I am on Debian 5, echo $SHELL says /bin/sh
EDIT : The script produces no output, so there is no error showing up.
In the logfile every entry starts with a date like this 2013-05-15 14:21:42,794
I assume that the main problem is that you try to perform an arithmetic comparison by string matching. sed -n '/23/,/27/p' gives you the lines between the first line that contains 23 and the next line that contains 27 (and then again from the next line that contains 23 to the next line that contains 27, and so on). It does not give you all lines that contain a number between 23 and 27. If the input looks like
19
22
24
26
27
30
it does not output anything (since there is no 23).

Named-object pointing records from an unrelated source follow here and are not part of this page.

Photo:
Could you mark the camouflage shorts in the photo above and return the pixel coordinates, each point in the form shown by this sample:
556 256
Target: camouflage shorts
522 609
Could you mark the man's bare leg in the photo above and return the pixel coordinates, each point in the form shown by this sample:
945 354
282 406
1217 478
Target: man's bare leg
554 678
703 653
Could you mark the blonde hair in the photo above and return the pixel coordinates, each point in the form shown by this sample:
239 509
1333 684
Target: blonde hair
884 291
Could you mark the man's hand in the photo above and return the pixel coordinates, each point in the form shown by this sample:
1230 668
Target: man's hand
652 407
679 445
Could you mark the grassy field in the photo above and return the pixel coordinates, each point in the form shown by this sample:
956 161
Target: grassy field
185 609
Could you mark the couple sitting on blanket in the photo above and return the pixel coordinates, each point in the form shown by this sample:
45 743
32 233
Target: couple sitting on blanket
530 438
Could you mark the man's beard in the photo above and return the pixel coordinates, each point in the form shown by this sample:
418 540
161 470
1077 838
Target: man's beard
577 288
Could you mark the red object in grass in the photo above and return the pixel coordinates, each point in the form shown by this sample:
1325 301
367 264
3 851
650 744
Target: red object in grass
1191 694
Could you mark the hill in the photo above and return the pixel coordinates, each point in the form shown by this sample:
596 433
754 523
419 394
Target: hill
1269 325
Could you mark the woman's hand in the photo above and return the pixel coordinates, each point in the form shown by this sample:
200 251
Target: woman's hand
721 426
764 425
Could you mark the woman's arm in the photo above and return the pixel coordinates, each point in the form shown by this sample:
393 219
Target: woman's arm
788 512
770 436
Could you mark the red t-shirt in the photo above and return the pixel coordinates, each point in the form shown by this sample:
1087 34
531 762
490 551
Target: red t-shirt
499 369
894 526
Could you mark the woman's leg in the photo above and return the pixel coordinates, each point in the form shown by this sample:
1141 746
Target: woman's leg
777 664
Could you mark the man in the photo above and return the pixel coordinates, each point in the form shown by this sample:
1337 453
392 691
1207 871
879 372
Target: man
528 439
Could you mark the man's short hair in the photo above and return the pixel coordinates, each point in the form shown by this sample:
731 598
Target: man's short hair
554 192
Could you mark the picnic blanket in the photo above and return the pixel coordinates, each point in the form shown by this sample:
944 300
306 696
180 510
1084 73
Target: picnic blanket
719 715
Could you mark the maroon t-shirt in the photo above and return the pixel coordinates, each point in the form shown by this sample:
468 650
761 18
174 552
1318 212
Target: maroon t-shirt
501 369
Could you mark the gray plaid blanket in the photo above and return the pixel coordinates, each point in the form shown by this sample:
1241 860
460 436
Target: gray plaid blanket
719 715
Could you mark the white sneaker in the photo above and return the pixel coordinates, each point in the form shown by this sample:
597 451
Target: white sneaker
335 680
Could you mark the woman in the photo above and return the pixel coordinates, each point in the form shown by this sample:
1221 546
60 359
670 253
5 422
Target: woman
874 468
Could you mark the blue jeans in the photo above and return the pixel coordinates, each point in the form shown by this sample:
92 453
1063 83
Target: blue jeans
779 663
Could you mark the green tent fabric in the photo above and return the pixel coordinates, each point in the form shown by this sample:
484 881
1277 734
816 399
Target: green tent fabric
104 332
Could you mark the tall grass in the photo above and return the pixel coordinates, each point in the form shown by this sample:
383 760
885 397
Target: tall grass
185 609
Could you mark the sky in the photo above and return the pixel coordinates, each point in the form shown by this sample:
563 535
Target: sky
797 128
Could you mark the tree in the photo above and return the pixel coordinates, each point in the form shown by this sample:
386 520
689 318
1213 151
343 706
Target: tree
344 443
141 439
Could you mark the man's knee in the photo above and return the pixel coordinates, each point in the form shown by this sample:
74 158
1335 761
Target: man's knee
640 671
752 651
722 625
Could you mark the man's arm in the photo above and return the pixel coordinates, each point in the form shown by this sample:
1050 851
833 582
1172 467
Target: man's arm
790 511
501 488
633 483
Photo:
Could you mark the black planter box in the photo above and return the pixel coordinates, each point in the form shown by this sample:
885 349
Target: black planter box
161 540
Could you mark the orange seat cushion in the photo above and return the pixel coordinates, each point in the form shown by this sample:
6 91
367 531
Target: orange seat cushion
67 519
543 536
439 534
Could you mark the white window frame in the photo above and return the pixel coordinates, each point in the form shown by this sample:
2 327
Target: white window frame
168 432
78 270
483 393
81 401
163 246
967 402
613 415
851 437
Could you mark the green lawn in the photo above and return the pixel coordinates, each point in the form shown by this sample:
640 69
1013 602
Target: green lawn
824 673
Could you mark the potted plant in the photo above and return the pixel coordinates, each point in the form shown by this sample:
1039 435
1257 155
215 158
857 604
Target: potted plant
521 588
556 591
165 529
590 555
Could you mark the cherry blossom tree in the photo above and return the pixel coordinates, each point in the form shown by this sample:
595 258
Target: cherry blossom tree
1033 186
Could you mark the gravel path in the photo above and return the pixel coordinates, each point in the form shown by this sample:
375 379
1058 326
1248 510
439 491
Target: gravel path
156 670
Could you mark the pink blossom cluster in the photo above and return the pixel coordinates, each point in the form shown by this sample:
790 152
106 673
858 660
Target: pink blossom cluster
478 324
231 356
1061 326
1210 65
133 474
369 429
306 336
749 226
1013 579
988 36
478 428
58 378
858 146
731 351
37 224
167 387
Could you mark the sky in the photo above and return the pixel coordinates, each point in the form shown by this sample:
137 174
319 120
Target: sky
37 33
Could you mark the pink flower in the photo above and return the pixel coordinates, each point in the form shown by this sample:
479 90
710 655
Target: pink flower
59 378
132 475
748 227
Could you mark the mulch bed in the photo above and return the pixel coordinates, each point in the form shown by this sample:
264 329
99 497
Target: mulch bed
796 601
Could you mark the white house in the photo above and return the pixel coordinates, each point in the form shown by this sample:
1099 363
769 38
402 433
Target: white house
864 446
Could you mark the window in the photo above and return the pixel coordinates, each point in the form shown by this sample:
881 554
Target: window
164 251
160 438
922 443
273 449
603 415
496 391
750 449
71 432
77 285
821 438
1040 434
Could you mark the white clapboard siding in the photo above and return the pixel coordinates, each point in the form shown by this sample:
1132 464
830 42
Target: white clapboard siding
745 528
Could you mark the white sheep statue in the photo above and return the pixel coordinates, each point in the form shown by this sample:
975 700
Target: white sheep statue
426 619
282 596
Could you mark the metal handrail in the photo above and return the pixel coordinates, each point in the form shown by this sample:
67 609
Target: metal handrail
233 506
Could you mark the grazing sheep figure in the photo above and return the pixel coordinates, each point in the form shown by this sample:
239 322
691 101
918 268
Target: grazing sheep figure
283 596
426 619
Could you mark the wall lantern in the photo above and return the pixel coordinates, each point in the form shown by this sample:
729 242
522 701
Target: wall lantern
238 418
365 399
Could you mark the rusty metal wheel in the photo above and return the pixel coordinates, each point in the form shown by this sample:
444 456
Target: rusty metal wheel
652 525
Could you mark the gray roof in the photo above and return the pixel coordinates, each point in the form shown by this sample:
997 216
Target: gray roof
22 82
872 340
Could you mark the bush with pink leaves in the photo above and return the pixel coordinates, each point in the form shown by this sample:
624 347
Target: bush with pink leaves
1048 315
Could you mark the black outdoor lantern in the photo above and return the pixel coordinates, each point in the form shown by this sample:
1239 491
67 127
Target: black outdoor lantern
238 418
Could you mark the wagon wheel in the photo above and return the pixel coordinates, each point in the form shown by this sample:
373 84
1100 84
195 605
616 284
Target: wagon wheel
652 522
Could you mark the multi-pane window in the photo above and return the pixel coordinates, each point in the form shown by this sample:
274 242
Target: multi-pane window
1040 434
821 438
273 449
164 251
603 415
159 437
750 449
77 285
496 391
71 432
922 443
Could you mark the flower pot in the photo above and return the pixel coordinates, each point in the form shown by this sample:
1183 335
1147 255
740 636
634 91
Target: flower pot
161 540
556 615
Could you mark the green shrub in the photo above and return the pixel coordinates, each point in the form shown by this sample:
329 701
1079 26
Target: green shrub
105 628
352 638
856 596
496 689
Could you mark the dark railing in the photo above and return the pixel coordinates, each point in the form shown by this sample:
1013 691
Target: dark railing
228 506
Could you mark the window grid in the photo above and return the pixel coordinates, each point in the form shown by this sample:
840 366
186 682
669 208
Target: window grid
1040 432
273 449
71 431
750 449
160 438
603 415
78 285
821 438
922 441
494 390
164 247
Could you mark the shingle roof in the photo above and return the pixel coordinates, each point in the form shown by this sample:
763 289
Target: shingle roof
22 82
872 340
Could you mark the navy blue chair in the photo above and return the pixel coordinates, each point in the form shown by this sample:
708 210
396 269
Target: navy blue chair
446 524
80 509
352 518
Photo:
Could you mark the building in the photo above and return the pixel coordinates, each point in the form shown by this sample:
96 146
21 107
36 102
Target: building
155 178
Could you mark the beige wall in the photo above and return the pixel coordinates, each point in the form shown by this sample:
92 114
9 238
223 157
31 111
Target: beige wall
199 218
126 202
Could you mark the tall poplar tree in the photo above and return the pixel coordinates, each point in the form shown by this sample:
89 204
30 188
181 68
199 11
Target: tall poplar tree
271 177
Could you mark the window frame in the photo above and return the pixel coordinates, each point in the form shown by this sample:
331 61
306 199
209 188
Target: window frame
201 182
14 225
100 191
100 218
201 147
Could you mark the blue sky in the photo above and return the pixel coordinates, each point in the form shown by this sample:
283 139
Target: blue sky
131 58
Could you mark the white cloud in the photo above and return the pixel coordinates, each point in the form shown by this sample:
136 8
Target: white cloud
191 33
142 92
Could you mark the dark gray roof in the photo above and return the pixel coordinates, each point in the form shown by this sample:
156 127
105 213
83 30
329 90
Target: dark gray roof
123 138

An awk solution that uses string matching has the same problem. So, unless your then date string occurs verbatim in the log file, your method will fail. You have to convert your date strings into numbers (drop the -, <space>, and :) and then check whether the resulting number is in the right range, using an arithmetical comparison rather than a string match. This goes beyond the capabilities of sed; awk and perl can do it rather easily. Here is a perl solution:
#!/bin/bash
NOW=$(date "+%Y%m%d%H%M%S")
THEN=$(date -d "-$1 minutes" "+%Y%m%d%H%M%S")
perl -wne '
if (m/^(....)-(..)-(..) (..):(..):(..)/) {
$date = "$1$2$3$4$5$6";
if ($date >= '"$THEN"' && $date <= '"$NOW"') {
print;
}
}' "$2"
Don't give yourself a headache with nested quotes. Use the -v option with awk to pass the value of a shell variable into the script:
#!/bin/bash
# Get date
now=$(date "+%Y-%m-%d %T")
# Get date minus X number of minutes -- $1 first argument, minutes
delta=$(date -d "-$1 minutes" +"%Y-%m-%d %T")
# Filter logs -- $2 second argument, filename
awk -v n="$now" -v d="$delta" '$0~n,$0~d' $2
Also don't use variable names of shell builtins i.e then.